De cualquier forma, la posibilidad de falsear el texto no sólo proviene de la mala interpretación o de la inventida del traductor. Está en la naturaleza misma de la lengua ser incierta, ambivalente.

Nietzsche, de quien no podemos olvidar su formación como filólogo, escribe en La voluntad de poder: "Lo que se dice siempre es demasiado o demasiado poco. Las exigencias de que no se desnude con cada una de las palabras que dice es un ejemplo de ingenuidad". El lenguaje comunica, pero también disimula.

La escritura busca corregir el mundo; no refleja de manera indiferente una realidad; construye otra. En Después de Babel, titánico recorrido por los misterios de la traducción, George Steiner comenta que el texto literario se desmarca creativamente de lo que nombra: "Este repliegue ante los hechos dados, este modo de negar y contradecir son inherentes a la estructura combinatoria de la gramática, a la falta de precisión de las palabras, al carácter fluctuante del uso y de la corrección gramatical.

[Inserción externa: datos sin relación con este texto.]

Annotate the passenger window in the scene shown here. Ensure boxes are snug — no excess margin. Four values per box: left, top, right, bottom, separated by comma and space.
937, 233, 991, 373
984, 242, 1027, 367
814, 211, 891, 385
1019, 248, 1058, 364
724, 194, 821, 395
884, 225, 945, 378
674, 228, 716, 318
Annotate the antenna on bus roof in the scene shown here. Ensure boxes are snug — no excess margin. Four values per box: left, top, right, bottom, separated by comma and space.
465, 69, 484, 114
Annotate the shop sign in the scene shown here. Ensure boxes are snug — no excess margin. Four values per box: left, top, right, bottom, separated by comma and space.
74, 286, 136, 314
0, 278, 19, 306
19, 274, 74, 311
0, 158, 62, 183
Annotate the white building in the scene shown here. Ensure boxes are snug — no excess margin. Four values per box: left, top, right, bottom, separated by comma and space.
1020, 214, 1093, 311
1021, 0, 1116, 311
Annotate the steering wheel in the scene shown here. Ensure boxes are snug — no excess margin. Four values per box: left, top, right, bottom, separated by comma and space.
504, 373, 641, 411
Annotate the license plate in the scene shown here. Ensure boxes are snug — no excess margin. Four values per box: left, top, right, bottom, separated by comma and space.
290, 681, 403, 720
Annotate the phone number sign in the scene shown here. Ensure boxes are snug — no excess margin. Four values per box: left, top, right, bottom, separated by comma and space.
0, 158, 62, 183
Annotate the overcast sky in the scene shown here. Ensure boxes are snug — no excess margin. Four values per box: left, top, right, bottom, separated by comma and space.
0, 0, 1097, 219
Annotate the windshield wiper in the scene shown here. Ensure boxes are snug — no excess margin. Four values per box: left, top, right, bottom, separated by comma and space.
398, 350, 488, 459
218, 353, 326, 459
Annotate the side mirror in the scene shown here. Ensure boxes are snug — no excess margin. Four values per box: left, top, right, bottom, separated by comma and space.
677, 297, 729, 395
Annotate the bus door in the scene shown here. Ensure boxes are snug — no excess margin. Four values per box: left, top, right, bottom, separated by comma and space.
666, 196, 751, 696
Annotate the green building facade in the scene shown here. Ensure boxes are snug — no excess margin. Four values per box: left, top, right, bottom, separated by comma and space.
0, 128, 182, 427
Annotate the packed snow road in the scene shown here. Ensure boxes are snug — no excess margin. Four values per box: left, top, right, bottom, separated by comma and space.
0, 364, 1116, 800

Nacen mundos nuevos entre líneas".

En otras palabras; disponemos de un instrumento aproximativo y movedizo para decir lo que pensamos. La lengua es dúctil y cambia tanto como sus usuarios. Por ello, en su célebre ensayo sobre la traducción, tan hermético que Steiner lo considera un texto gnóstico, Walter Benjamin juzga que las malas traducciones "comunican demasiado".

La lengua de llegada debe transmitir el signifiado del mensaje original. En sentido riguroso ,esto no sólo significa hacer comprensible un discurso, sino preservar su misterio, su ambigüedad, su desconcierto. En una traducción óptima, la Ursprache (la lengua primigenia) conserva sus vacilaciones, sus rarezas, sus sobrentendidos, sus alusiones vagas. La estética de Samuel Beckett demuestra que la confusión, el silencio y el sinsentido son poderosas formas de comunicación.

Una frase hecha revela los desafíos del traductor literario: "Te doy mi palabra." Quien hace esa promesa propone un pacto de lealtad. No sólo ofrece su palabra; la empeña: va a cumplir.

El lenguaje literario es un cuidado artificio. Sólo es natural en la medida en que provoca esa ilusión. ¿Qué clase de registro debe usar un traductor? ¿Hasta dónde debe acercarse a la naturalidad de su región o su comunidad? La ensayista argentina Marietta Gargatagli encomia el estilo "neutro" que dominó las traducciones latinoamericanas en la primera mitad del siglo pasado. Los traductores no trataban de escribir versiones vernáculas que sonaran espontáneas en un sitio determinado; procuraban crear un habla común, basa en el español medianamente culto compartido por todos los países. 

Desde el punto de vista de la riqueza del idioma, prescindir de localismos resulta "ligeramente conservador", pero también permite una singular apuesta creativa: explotar las posibilidades naturales del habla. La versión "neutra" no busca reproducir la forma en que se habla en una calle de Montevideo o Lima, sino la forma en que podría hablarse sin que eso desentonara.

La traducción "neutra" reclama un esfuerzo que debe pasar inadvertido: "Lo laborioso es que un discurso parezca de Denver sin decir una sola cosa propia de Denver", dice Gargatagli. La espontaneidad es uno de los mayores artificios del traductor; paa conseguirla, debe estilizar su propia lengua.